New ways to reduce carbon dioxide emissions needed
By Dominique Loh, Channel NewsAsia
14 May 2007 1657 hrs
SINGAPORE: With environmental issues hitting the media spotlight lately, the oil company Shell says there are ways to reduce carbon dioxide emissions by using alternate fuels and having better carbon emission management.
The International Energy Agency estimates that over the next 25 years, the world's energy demand will grow by more than 50 percent and double by 2050.
Research into stretching current diesel technology is gaining ground, especially in the conversion of gas resources into gas-to-liquid fuel (GTL fuel).

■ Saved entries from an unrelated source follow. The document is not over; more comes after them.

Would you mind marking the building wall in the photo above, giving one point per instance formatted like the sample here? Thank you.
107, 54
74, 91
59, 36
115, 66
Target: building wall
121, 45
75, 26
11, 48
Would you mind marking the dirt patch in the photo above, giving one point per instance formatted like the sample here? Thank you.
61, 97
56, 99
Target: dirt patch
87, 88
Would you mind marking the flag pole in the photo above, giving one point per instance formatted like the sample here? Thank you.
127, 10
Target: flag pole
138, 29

Shell says particulate emissions of such GTL fuel is about 40 percent less and carbon dioxide emissions, about 60 percent less.
Eric Holthusen, Asia Pacific Fuels Technology, Shell Global Solutions, says: "The advantages are obvious because if you want to use gas in vehicles, you need special vehicles and separate infrastructure. If you can turn gas into a liquid fuel, you can use your present infrastructure – retail stations, tankers and cars."

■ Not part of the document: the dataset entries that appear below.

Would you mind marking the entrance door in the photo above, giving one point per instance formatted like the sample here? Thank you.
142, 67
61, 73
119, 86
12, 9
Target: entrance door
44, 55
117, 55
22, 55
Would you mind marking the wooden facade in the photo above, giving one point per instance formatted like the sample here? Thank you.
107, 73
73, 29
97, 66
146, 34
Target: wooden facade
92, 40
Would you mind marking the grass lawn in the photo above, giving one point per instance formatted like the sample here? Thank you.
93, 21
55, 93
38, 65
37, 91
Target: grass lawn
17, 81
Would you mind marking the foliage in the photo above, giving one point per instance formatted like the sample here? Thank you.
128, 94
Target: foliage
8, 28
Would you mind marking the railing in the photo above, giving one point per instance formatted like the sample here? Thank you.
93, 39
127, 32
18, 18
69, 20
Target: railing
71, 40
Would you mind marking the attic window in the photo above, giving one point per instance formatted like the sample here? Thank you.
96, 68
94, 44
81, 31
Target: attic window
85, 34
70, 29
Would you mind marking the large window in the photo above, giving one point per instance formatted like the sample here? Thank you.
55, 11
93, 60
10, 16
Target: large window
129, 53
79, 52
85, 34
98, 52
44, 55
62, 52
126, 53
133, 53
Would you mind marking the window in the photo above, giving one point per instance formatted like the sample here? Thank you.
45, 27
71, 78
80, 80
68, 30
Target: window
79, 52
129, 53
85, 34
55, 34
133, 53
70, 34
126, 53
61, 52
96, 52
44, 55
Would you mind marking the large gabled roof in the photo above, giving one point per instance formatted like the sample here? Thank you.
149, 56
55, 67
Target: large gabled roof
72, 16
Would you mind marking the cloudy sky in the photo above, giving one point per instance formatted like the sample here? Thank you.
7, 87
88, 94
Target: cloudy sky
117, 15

By the end of this decade, Shell will ramp up its production facilities in Qatar which can pump out nearly 150,000 barrels of GTL fuel a day.
Another alternative is bio fuels, derived from crops like corn.
But experts believe to supply the world demand may be a huge challenge.
For one, such crops are sensitive to market prices and it will take huge supplies just to obtain a small quantity of fuel.
While the search for that "magic fuel" that emits zero carbon emission continues, experts say the world's dependency on fossil fuel remains for the foreseeable future.
The challenge now is to find ways to reduce carbon emissions.